Before there was Geddy Lee, Flea and Les Claypool, there was Jack Bruce. Similar to what James Jamerson did for funk and soul, Bruce did for rock and all of its ramifications. A jazz bassist at heart, who also had a critical understanding of classical, as well as pioneers such as Jamerson, he helped take bass playing to the next level and bring it into the modern era.

What’s interesting about Bruce is that he started playing double bass, and this understanding of jazz and classical is what, ironically, helped him become a rock ‘n’ icon. roll. As they say, to become a great bass player, you need to have a deep knowledge of jazz.

After leaving school, Bruce toured Italy, playing double bass with the Murray Campbell Big Band. Then, in 1962, he became a member of the iconic London troupe Blues Incorporated. Directed by Alexis Korner, it is there that he will meet for the first time his eternal brother, Ginger Baker.

In 1963, the group broke up and then joined the Graham Bond Quartet, which would soon become the Graham Bond Organization. They played a wide variety of styles including bebop, blues and R&B, and it was around this time that Bruce embraced electric bass. Even at this early stage of his career, the hostility between Bruce and Baker was unbearable to those around them.

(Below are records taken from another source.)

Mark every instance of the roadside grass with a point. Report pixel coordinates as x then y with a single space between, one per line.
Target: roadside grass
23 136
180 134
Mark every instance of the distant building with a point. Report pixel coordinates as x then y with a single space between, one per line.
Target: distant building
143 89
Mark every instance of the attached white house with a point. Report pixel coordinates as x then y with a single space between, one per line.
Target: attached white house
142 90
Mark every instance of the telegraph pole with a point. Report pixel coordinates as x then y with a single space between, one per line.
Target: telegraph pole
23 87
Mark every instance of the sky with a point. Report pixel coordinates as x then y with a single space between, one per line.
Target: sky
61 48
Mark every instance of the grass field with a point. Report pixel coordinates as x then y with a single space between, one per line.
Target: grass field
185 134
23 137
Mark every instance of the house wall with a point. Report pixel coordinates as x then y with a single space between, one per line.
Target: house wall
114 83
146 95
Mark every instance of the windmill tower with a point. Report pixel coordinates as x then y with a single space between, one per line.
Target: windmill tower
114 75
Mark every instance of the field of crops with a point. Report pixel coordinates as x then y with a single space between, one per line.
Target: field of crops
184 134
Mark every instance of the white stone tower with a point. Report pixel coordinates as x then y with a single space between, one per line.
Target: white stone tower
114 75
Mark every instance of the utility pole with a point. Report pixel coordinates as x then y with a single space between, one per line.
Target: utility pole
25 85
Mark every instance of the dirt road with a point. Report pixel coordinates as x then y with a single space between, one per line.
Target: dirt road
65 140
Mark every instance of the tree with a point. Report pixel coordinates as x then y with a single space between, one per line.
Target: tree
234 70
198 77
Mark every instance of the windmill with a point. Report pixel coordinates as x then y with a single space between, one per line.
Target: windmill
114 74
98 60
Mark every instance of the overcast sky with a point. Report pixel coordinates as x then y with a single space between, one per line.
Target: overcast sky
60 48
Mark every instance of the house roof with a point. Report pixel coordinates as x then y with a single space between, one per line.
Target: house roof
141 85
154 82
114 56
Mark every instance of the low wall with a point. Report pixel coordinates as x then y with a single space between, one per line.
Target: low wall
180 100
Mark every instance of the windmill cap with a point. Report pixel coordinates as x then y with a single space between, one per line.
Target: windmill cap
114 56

He then made a stint in London’s other iconic group of merry men, John Mayall’s Bluesbreakers in 1965, and the lineup included a young Eric Clapton on guitar, who would soon invite him to form Cream the following year. . After this stint in the Bluesbreakers, Bruce went on to have a brief tenure as bassist for Manfred Mann, and had his first commercial success with the band on the single ‘Pretty Flamingo’.

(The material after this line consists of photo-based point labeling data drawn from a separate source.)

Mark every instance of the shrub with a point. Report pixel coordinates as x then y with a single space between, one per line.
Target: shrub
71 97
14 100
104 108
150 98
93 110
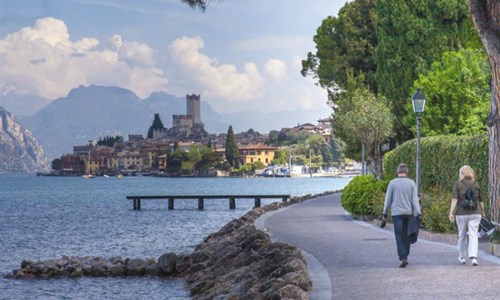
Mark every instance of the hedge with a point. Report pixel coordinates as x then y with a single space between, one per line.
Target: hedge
441 158
364 196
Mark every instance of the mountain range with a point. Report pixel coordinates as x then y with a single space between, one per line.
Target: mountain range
91 112
19 150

To get an idea of ​​how brilliant bassist Bruce was, a story from his departure from the Bluesbreakers clearly demonstrates this.
Although John Mayall claimed that Bruce was drawn away from his group purely by the lure of money, it didn’t matter to Manfred Mann as they were keenly aware of Bruce’s abilities.

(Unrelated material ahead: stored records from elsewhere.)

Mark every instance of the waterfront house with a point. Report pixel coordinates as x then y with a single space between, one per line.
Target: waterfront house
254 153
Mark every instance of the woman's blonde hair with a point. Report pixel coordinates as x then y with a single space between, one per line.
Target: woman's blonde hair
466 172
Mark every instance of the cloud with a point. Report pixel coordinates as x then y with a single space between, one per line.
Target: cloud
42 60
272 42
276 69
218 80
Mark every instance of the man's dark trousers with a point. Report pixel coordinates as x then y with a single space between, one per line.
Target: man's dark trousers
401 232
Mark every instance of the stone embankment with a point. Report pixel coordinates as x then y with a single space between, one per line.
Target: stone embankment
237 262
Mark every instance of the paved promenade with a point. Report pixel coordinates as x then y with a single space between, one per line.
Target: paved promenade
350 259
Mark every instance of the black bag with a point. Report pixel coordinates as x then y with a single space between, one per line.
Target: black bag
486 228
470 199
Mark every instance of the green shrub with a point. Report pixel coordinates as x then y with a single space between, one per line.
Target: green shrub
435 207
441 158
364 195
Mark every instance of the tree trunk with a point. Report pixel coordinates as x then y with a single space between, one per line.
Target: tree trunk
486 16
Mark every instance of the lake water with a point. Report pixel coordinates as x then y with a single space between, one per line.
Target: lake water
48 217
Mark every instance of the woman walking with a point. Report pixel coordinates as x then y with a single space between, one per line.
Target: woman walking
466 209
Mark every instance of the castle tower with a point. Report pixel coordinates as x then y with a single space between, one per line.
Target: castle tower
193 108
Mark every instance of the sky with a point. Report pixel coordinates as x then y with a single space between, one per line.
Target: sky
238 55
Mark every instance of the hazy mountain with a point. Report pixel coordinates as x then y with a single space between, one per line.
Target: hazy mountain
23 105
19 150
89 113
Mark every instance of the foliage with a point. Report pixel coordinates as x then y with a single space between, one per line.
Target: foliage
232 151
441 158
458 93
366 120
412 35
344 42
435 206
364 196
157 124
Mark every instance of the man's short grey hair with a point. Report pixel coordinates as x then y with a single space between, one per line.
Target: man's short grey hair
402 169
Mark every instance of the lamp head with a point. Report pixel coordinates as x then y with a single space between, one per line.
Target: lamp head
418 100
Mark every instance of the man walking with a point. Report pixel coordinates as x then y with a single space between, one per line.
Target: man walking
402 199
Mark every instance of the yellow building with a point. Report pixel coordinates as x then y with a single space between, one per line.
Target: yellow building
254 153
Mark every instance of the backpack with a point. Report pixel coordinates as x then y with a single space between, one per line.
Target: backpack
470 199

The band’s namesake and keyboardist recalled that Bruce played his first gig with the band without any rehearsals and played every song flawlessly. Mann even claimed that perhaps the chord changes seemed obvious to Bruce due to his perceptual understanding of music.

Then, in 1966, Cream was formed. It was Baker who asked Clapton to join his new unnamed group. Clapton agreed to the condition that he hire Baker as a bassist being a fan of his playing since their brief stint with the Bluesbreakers. According to Clapton, Baker was so taken aback by the suggestion to engage his nemesis that he almost crashed the car they were traveling in.

Either way, the couple agreed to put their past feuds behind them and form Cream for the sake of the trio’s artistic endeavors. The group would quickly become one of the most iconic bands of all time, a psychedelic power trio, rightly hailed as the world’s premier supergroup. Songs such as “I Feel Free”, “White Room” and “Sunshine of Your Love” captured the hedonistic spirit of the counterculture and contributed to the soundtrack of the memorable decade of the ’60s.

After Cream’s implosion in 1968, Bruce pursued a prolific career. He has collaborated with many musicians from disparate genres such as avant-garde, world music, classical third stream and hard rock and has performed with icons such as Rory Gallagher and as a sole member of the All- Ringo Starr’s Starr Band.

A true master of the bass, the number of icons who have recognized his work and cited him as a source of inspiration is staggering. Black Sabbath and the god of heavy metal Geezer Butler definitely considered him “his greatest influence and favorite bassist”.

Although Bruce passed away in 2014, Rush bass virtuoso Geddy Lee gave him a lot of praise on the band’s website in 2015. In the blog entry he said, “(He was) one of the greatest rock bassists to ever live and a true, deep inspiration to countless musicians. He was one of my first bass heroes and had a major influence on my playing and music.

To top it off, former Pink Floyd concept mastermind and bassist Roger Waters lamented following Bruce’s death that he was “possibly the most musically gifted bass player ever.”

Jack Bruce’s status within rock music is unmatched and without his incredible milestones in bass playing and songwriting many of modern bass’s most important role models and bassists would not exist. Let the importance of his contributions permeate.

Listen to Jack Bruce talk about his time on Cream below.